TREATMENT & ASSESSMENT
Although the long-term rehab serves women who have been involved in the criminal justice system and aims to prevent re-incarceration, women who have struggled with homelessness, addiction, and/or domestic abuse also find shelter here. Described as a “Whole Way House,” TLC provides women with nine to 12 months of spiritual counseling and life skills training on topics such as financial literacy, anger management, and relationship development. The center does not appear to offer any substance abuse counseling; rather, it offers spiritual counseling on a variety of topics designed to help clients lead healthy lives.
Alongside spiritual instruction, “Loveladies” receive three meals a day, health and dental care, access to a legal clinic, clothing and hygiene products, and on-site childcare. Educational services are also provided, including GED tutoring and college tutoring.
Ancalled KoKo, short for “Keep on Keeping on,” offers housing assistance, employment opportunities at TLC’s thrift stores, continuing education, 12-step meetings, Bible studies, and training that enables graduates to mentor future TLC residents.
There is currently no information provided by the facility regarding its treatment staff, except that about 90 percent of staff are graduates of the program. The five individuals polled by Best-rehabs.com to date on the staff’s level of training and experience gave it an average rating of 3.6 out of five stars.
ACCOMMODATIONS & AMENITIES
Originally run out of the founder’s home, the facility now serves more than 450 women and children at a time from an adapted former hospital. Transportation services are provided 24 hours a day. The organization also operates two thrift stores, which provide employment for some of the residents.
There’s an on-site school for children aged between kindergarten and fifth grade, which addresses the academic and emotional needs of children whose mothers are attending TLC.

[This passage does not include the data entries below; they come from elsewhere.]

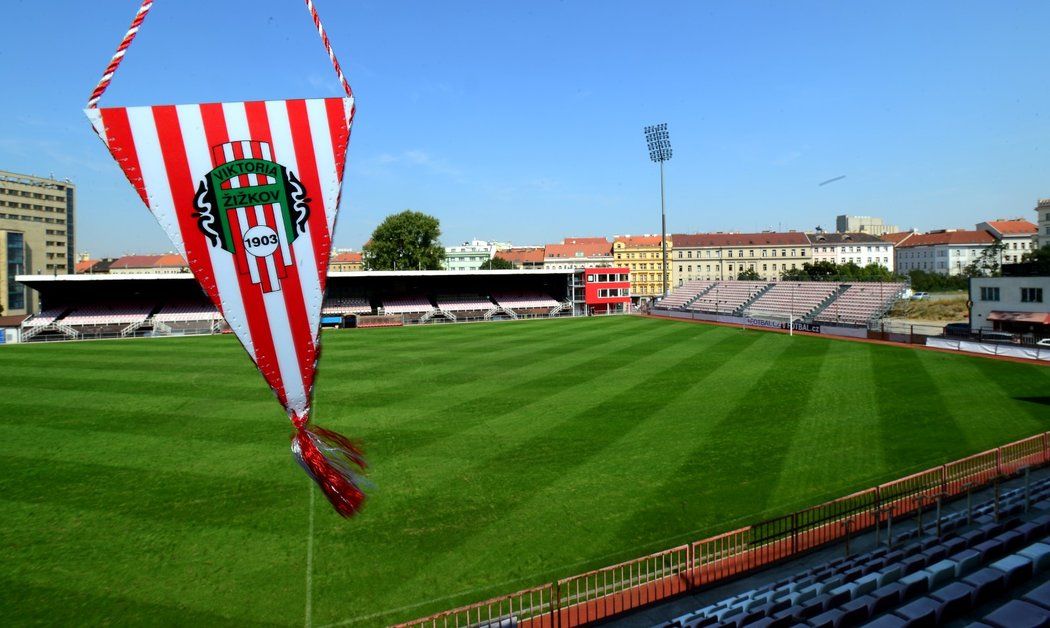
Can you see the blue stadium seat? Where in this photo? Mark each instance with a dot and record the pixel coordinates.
(887, 622)
(890, 573)
(990, 549)
(1040, 555)
(988, 583)
(1040, 595)
(828, 619)
(956, 599)
(1016, 568)
(920, 612)
(1019, 614)
(966, 562)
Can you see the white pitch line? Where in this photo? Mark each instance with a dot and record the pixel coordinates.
(310, 562)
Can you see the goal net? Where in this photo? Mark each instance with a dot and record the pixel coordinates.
(771, 318)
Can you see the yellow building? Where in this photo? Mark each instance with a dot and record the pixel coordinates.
(722, 256)
(345, 262)
(642, 254)
(36, 234)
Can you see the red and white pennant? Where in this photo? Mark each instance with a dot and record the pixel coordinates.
(249, 193)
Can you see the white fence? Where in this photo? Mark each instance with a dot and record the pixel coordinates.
(1013, 351)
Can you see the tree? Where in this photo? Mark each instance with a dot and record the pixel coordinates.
(1040, 258)
(405, 241)
(989, 264)
(749, 275)
(497, 264)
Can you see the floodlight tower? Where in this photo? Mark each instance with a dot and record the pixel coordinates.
(659, 151)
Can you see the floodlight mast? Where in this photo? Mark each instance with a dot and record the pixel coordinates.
(659, 151)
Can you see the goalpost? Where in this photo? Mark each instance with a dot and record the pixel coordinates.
(770, 318)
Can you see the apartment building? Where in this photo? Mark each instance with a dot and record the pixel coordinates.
(716, 256)
(643, 254)
(37, 221)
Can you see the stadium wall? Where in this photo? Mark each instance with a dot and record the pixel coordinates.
(604, 593)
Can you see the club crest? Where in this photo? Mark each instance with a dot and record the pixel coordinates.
(252, 208)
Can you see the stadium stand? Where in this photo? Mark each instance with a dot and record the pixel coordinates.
(526, 304)
(45, 317)
(107, 315)
(921, 580)
(797, 298)
(345, 305)
(728, 297)
(861, 302)
(179, 312)
(685, 294)
(407, 305)
(465, 306)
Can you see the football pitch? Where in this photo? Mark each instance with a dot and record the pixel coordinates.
(150, 481)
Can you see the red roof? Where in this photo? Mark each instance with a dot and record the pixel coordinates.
(347, 257)
(84, 266)
(521, 255)
(1013, 227)
(603, 249)
(948, 237)
(166, 260)
(585, 241)
(737, 239)
(641, 241)
(897, 237)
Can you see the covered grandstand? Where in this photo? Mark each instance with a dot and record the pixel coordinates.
(98, 306)
(832, 302)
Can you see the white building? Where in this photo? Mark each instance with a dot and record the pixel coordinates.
(1043, 220)
(1017, 236)
(861, 249)
(578, 252)
(1015, 305)
(947, 252)
(470, 255)
(869, 225)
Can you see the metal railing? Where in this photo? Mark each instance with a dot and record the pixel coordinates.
(605, 592)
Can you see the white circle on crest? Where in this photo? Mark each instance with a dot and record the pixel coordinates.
(260, 241)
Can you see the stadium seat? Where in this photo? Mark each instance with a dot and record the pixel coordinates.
(1040, 555)
(920, 612)
(1016, 568)
(1017, 613)
(987, 583)
(956, 598)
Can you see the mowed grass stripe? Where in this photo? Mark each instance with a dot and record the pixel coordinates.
(504, 455)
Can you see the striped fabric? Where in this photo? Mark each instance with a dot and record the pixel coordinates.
(249, 193)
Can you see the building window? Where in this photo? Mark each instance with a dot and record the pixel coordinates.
(16, 266)
(989, 294)
(1031, 295)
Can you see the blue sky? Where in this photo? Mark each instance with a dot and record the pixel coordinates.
(522, 121)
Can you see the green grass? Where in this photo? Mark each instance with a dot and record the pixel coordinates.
(149, 481)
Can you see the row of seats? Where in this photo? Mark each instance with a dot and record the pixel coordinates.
(859, 304)
(924, 582)
(726, 297)
(797, 298)
(683, 294)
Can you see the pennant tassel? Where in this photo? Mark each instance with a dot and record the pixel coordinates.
(334, 462)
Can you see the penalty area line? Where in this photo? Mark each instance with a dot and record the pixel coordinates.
(310, 563)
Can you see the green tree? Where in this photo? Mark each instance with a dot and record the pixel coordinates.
(749, 275)
(405, 241)
(989, 264)
(497, 264)
(1040, 258)
(796, 274)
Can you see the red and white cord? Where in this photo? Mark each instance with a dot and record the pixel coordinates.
(107, 76)
(140, 16)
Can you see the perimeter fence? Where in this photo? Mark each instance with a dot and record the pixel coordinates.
(606, 592)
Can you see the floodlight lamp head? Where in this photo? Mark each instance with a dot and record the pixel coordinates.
(659, 142)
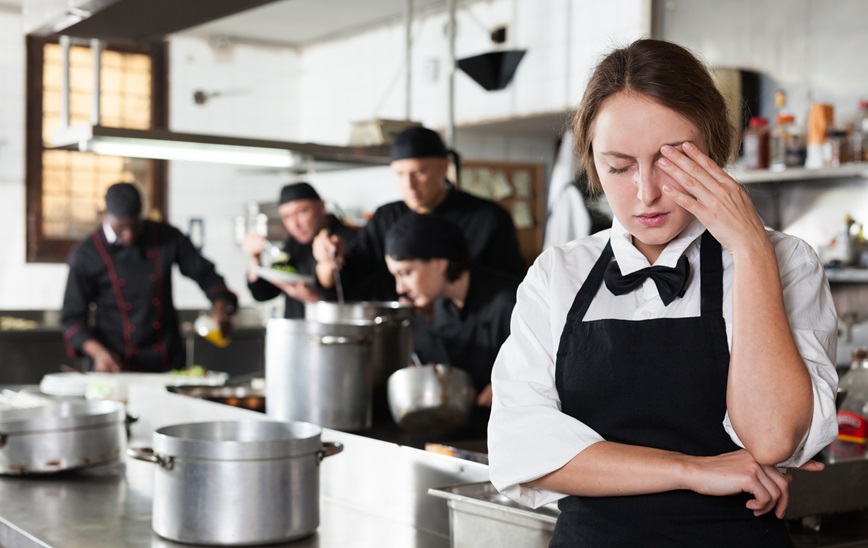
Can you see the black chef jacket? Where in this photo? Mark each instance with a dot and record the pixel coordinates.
(470, 338)
(132, 290)
(301, 257)
(487, 226)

The five individuals polled by Best-rehabs.com to date on the center’s exercise and leisure offerings gave them an average rating of 3.4 stars, and the four individuals polled on the center’s cleanliness gave it a 3.25-star average.
WHAT ALUMNI SAY
Of the 11 alumni reviews submitted to Best-rehabs.com to date, four were positive, four were mixed, and three were negative. The positive reviewers repeatedly praised the support, help, and respect they found at the facility: “The love and support during and after the program is outstanding,” Susan wrote in a representative review. In isolated praise, other reviewers praised the center’s aftercare program, strong faith basis, and employment support.
Reviewers also repeatedly described the facility as dirty: “Food islop like in Prison. Bed bugs. filthy,” Lisa wrote in a representative review. Lisa also mentioned another repeated complaint: that residents “come and go as they please”: “Too much freedom in and out,” G.T. wrote. In addition, reviewers repeatedly noted that they felt the center was lacking in counseling and treatment options for substance abuse: “Feel that this is a great place for some but when you have people that are still struggling all the lovelady wants to do is to tell u to grow up and do right well some people need more help than that,” C. wrote, and Pamela added: “I just think that there are a lot of ways to help an addict that were never covered while I was there.”
WHAT FRIENDS & FAMILY SAY
Of the three reviews submitted to Best-rehabs.com to date, two were positive and one was mixed. The mixed reviewer echoed alumni complaints about lax rules on leaving and returning to the facility: “I felt as though there was insufficient security and feel like there should have been better rules,” C.S. wrote.
“Strong faith based, wonderful counseling, job training, education offered. They just need more financial backing, and a bigger facility,” an anonymous reviewer wrote, in the only other substantive comment submitted to Best-rehabs.com by a loved one at the time of this writing.
As a nonprofit, The Lovelady Center is funded through its two thrifts stores, as well as donations from individuals, foundations, and churches. The four individuals polled by Best-rehabs.com to date on the center’s affordability gave it an average rating of 3.75 out of five stars.